Gli alimenti ultra-processati non aiutano il benessere dei bambini e non solo.
La trasformazione alimentare è stata indicata come un fattore in grado di incidere negativamente sul sistema alimentare globale, compreso il profilo delle diete dei consumatori.
Negli ultimi decenni, abbiamo assistito ad un aumento della diffusione e del consumo di UPF (alimenti ultra-processati) sia nei paesi sviluppati che in quelli in via di sviluppo.
Quasi la metà dell’apporto energetico giornaliero dei 7073 partecipanti proveniva da UPF e questa tendenza è diminuita progressivamente con l’età.
Gli UPF contribuiscono per oltre il 50% all’assunzione giornaliera di grassi totali e saturi, di carboidrati e a circa il 70% dell’assunzione di zuccheri nei bambini e negli adolescenti.
Nella popolazione del nostro studio abbiamo scoperto che la percentuale del contributo energetico giornaliero derivante dagli UPF variava dal 43% in Spagna e Cipro al 49% in Belgio.
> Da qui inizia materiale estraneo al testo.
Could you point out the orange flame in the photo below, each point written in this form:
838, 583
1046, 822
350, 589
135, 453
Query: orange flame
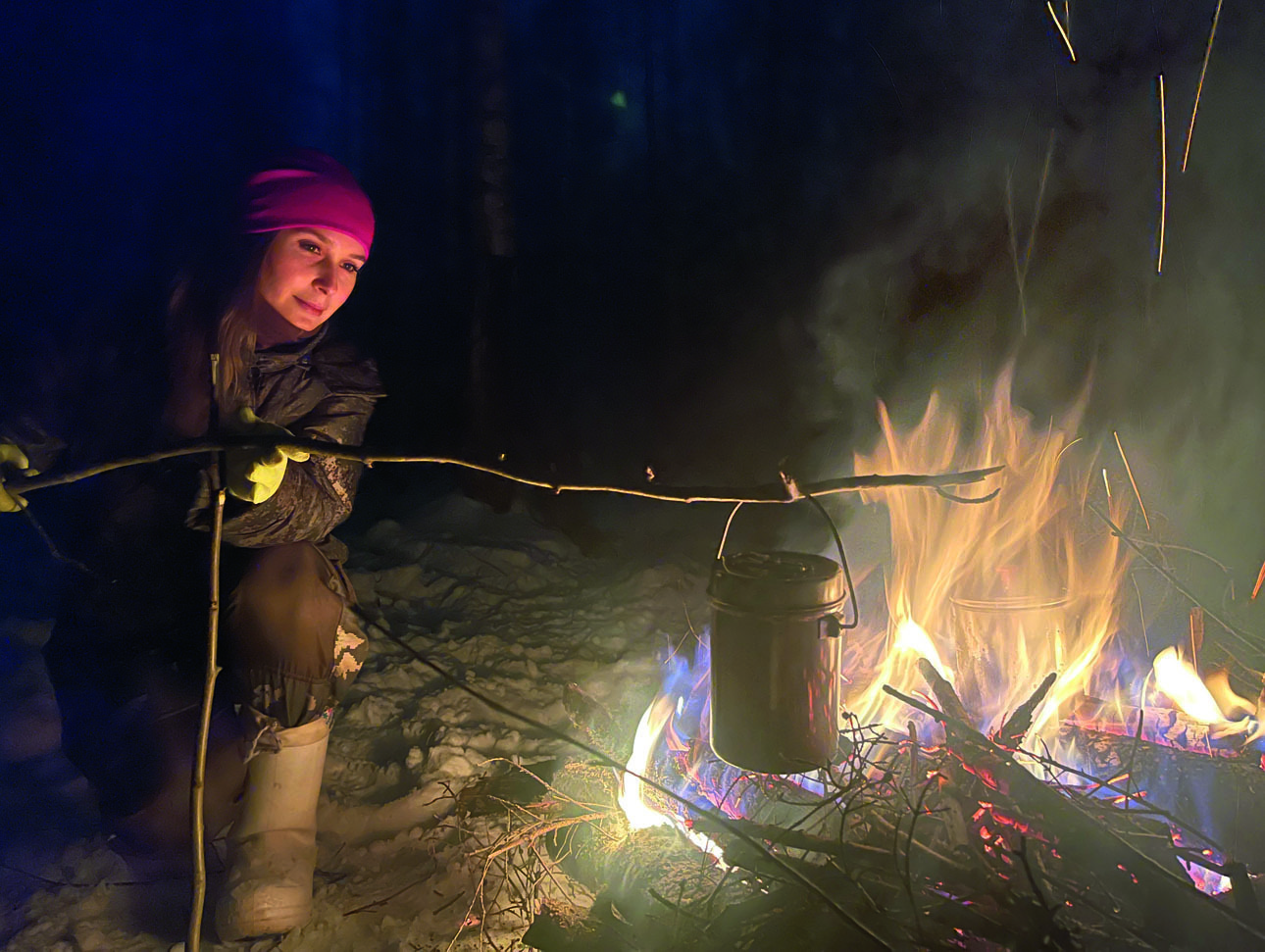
1177, 677
1007, 590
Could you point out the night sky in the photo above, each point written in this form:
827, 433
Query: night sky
734, 224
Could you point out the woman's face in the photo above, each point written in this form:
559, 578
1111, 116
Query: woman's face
305, 277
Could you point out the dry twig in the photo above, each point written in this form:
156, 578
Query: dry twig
204, 729
766, 493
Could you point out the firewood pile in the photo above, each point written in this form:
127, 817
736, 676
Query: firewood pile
963, 842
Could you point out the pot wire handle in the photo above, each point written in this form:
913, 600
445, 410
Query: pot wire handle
838, 542
842, 560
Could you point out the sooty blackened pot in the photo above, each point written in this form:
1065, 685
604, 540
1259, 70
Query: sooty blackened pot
775, 660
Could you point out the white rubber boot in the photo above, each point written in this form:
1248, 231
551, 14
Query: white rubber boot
272, 848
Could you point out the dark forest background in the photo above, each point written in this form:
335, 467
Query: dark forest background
701, 236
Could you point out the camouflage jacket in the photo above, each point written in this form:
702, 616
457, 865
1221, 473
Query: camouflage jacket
318, 389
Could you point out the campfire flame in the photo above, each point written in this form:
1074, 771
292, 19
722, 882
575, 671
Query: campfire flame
1010, 589
1177, 677
994, 596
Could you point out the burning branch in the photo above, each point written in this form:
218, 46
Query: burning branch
1243, 638
1170, 905
1067, 39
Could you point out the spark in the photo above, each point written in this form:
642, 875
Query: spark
1164, 177
1198, 91
1067, 448
1133, 481
1067, 39
1260, 577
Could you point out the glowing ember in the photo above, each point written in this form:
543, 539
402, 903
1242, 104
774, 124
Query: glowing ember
637, 809
994, 596
1178, 679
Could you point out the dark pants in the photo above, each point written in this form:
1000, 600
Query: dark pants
129, 697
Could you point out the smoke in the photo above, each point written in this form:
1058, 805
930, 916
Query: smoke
928, 297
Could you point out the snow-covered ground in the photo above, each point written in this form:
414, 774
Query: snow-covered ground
406, 852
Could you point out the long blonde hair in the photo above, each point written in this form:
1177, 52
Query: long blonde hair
204, 320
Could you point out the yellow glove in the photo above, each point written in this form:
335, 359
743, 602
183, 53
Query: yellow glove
13, 457
256, 475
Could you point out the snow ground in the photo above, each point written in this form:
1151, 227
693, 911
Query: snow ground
513, 608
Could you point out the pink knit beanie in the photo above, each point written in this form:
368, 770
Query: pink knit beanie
308, 188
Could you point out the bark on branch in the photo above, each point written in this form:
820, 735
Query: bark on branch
764, 493
1172, 905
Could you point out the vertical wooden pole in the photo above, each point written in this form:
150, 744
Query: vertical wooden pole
196, 802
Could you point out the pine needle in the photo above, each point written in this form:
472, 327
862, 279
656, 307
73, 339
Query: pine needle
1198, 92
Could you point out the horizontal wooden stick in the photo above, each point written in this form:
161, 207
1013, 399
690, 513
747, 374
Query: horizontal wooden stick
781, 490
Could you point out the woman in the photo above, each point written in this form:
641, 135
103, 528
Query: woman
251, 355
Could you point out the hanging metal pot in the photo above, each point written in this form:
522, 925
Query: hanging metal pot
776, 651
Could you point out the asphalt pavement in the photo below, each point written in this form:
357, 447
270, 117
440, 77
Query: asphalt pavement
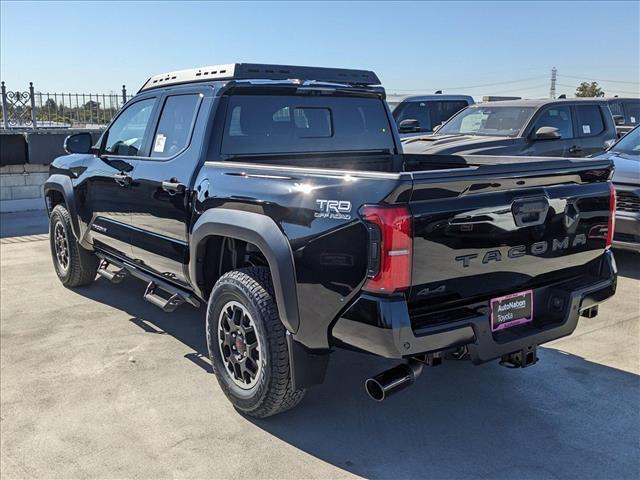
97, 383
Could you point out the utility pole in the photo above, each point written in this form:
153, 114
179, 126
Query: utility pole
552, 92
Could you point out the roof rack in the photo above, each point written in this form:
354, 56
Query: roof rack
255, 71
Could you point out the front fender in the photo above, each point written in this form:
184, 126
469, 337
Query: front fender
62, 184
262, 232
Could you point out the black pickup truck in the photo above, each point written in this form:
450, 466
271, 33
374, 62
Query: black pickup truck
280, 197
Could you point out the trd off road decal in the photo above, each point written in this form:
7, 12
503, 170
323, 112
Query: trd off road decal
334, 209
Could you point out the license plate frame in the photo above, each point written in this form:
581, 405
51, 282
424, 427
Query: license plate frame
506, 312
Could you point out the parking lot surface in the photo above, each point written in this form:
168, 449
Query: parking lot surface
96, 383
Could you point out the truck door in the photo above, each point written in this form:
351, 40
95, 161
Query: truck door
556, 116
160, 187
106, 194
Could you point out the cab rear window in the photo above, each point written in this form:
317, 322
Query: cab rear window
268, 124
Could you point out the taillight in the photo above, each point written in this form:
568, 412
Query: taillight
389, 268
611, 225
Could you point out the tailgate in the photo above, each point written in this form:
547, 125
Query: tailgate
491, 230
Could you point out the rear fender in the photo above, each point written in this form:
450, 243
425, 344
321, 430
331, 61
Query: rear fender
262, 232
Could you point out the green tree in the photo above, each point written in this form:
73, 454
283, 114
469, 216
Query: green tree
586, 89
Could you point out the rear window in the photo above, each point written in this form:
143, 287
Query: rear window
443, 111
589, 120
264, 124
632, 110
429, 113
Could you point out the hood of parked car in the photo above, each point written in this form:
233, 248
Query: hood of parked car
467, 144
627, 167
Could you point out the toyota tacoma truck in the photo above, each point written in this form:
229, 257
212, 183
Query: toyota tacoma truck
279, 198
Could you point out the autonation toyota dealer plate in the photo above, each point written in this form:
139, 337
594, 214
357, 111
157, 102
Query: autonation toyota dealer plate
510, 310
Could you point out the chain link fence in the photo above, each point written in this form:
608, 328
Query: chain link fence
31, 109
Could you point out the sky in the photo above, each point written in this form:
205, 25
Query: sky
476, 48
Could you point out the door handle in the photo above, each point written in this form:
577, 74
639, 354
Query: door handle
122, 179
173, 187
575, 149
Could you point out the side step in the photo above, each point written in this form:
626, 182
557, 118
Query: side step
177, 296
113, 277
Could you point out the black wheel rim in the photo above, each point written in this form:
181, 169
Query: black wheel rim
240, 345
61, 246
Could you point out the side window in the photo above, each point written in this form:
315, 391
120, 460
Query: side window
616, 108
633, 112
589, 120
174, 127
126, 134
556, 117
415, 111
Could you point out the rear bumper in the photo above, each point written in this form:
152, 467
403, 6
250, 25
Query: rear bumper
391, 333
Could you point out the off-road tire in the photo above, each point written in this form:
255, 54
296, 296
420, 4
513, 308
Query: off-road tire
253, 289
82, 264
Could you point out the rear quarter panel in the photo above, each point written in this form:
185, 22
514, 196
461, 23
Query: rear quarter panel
329, 247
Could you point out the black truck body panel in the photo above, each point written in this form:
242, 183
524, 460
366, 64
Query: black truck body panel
177, 217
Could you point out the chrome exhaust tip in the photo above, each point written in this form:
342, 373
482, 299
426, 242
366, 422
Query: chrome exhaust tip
393, 380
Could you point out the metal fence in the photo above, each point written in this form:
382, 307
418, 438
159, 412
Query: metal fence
31, 109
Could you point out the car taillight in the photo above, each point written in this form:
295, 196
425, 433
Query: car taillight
611, 225
389, 265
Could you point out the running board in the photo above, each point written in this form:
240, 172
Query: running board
113, 277
176, 295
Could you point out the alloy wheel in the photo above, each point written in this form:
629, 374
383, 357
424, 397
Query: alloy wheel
240, 345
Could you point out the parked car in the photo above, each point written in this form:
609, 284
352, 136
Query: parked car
625, 154
421, 114
563, 128
626, 113
287, 207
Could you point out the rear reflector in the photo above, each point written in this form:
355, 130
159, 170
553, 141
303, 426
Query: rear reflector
390, 245
611, 225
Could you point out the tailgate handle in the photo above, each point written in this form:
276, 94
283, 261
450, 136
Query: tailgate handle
529, 212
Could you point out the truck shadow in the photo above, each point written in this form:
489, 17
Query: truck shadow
628, 263
564, 417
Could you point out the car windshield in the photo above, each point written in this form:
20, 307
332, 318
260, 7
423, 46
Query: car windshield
488, 120
629, 144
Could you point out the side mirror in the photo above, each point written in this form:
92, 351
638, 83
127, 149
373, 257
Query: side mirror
409, 125
618, 119
78, 143
547, 133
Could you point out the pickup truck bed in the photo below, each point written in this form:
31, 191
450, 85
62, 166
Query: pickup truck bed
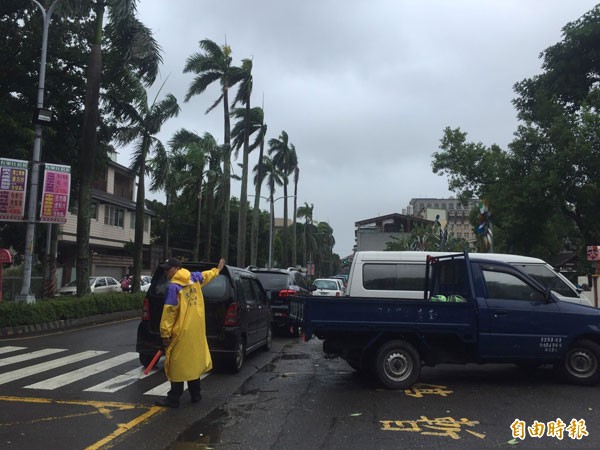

È interessante notare che i nostri dati forniscono uno scenario abbastanza diverso rispetto a quello riportato da Monteiro et al. (2018).
Secondo lo studio di Monteiro, la disponibilità media delle famiglie di alimenti ultraprocessati variava dal 10,2% in Portogallo e dal 13,4% in Italia al 46,2% in Germania e al 50,4% nel Regno Unito.
Nella nostra popolazione è stato osservato un modello più omogeneo, con bambini e adolescenti che ottengono circa il 50% delle calorie giornaliere abituali dagli UPF e gli adulti circa il 40%.
Si possono avanzare diverse ipotesi per spiegare le differenze.
Innanzitutto, i dati analizzati da Monteiro e colleghi sono stati raccolti in media venti anni fa e potrebbero non riflettere più i cambiamenti alimentari avvenuti di recente in alcuni paesi, in particolare quelli dell’Europa meridionale. In secondo luogo, i dati raccolti dalle indagini sulle famiglie sono per definizione diversi dai dati a livello individuale come quelli analizzati nel presente studio.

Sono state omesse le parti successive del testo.